Investment Matters

What Matters this week

It was a week filled with oddities and corporate shenanigans.

They kicked off on Monday as the Malaysian Government revealed it has been in talks with Wesfarmers over rare earths producer Lynas' (-1.4%) operating license.  Wesfarmers made an indicative offer for Lynas several weeks ago, which was promptly rejected, however, this did not stop the company from interjecting (even though it does not own or have a stake in the company!) in what have been delicate discussions around Lynas' future in the country.  Discussions involved plans to build a processing facility to remove radioactivity from materials before sending them to Malaysia. This has somewhat forced Lynas’ hand, as the Malaysian government has now indicated this will be a key requirement for Lynas to retain its operating license.

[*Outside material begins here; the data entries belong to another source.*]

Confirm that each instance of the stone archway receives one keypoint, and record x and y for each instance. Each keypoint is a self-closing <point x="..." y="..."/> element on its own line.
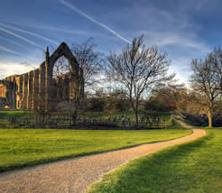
<point x="31" y="90"/>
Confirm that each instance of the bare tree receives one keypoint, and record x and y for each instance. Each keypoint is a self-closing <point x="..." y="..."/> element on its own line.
<point x="205" y="81"/>
<point x="89" y="60"/>
<point x="138" y="69"/>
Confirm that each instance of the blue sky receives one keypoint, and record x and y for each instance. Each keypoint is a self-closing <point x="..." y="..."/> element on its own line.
<point x="184" y="29"/>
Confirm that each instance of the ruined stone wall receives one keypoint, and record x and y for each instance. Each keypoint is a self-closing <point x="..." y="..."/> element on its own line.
<point x="32" y="90"/>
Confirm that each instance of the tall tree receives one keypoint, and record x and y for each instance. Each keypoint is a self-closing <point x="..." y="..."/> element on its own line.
<point x="138" y="69"/>
<point x="205" y="81"/>
<point x="89" y="60"/>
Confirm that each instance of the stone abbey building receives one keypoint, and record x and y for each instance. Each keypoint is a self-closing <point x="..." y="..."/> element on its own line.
<point x="39" y="89"/>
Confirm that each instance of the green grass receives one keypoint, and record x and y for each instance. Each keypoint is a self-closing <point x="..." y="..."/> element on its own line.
<point x="22" y="147"/>
<point x="190" y="168"/>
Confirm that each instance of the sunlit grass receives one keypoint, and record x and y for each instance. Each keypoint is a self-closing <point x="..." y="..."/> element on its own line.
<point x="21" y="147"/>
<point x="190" y="168"/>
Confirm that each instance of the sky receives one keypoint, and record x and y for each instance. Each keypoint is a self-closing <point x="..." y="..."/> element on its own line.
<point x="183" y="29"/>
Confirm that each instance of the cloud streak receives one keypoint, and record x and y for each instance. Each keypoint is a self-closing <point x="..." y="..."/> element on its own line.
<point x="7" y="31"/>
<point x="2" y="48"/>
<point x="30" y="33"/>
<point x="83" y="14"/>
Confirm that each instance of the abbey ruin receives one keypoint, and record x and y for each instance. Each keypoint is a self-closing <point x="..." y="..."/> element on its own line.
<point x="39" y="89"/>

Flight Centre (-0.7%) continued its push into the corporate travel market, purchasing a 25% stake in The Upside Travel Company.  The purchase gives Flight Centre access to the company’s technology and software development, including its “cutting edge artificial intelligence”.

On Wednesday, Wynn Resorts performed a disappearing act.  Its take-over offer for Crown Resorts (+12.2%) on Tuesday (of $10 billion dollars or the equivalent of A$14.75 per share – a 25% premium!) evaporated before the market had a chance to blow the dust off its calculators.  The proposal, which was disclosed by the Australian Financial Review, was promptly withdrawn due to “premature disclosure of preliminary discussions”.  It appears the global casino hotel giant did not take kindly to the disclosure of what appeared to be confidential discussions.  The offer has, however, hung a giant “for sale” sign over Crown Resorts.  This might explain why its share price remains elevated (or perhaps there is a belief that the bid might again reappear).

Shares in Seven West Media (+10.4%) were given a kick as it disposed of its 50% interest in Yahoo7.  The sale for $20.7m to Verizon Media was on the back of progress attracting visitors its wholly owned news website.

In a sign of waning confidence in the retail sector, LendLease (+1.2%) put half of its stake in Adelaide’s biggest mall, Westfield Marion up for sale.  The sale is in response to withdrawals by investors late last year and maybe an omen for the retail property values moving forward.

Domino’s Pizza (-3.2%) paid $4m for 20 “rat-infested” stores in Denmark after their local operator went into administration.  This comes after a local Danish TV show exposed the use of expired food, poor hygiene and rat infestations in the franchises.  Ambition is something Domino's definitely isn't lacking (just take a look at how many times it has missed guidance over the last few years ...).

Independent wealth management platform Praemium (-18.9%) sunk like a stone on Monday after losing a key customer in ANZ Private (responsible for 8% of its revenue) to competitor NetWealth.  The highly priced independent wealth management platform sector (which has a market value weighted P/E of 63) has been rapidly taking market share from larger incumbent platforms.  This latest development shows that competition between platforms may be heating up (and their valuations may start to look a little more 'fragile').

The Bank of Queensland (-5.7%) released its 1HFY-19 results, which revealed its cash earnings after tax was down 8%.  It was hit by a double whammy of slowing demand for home loans (resulting in discounting, which reduced its net interest margin) and increased regulatory and compliance costs as a result of the Royal Commission (causing operating expenses to grow).  It has subsequently revised down its profit outlook for FY-19 and cut its dividend.  A sign of things to come?

Note: Price changes represent performance for the week to market close on Thursday afternoon.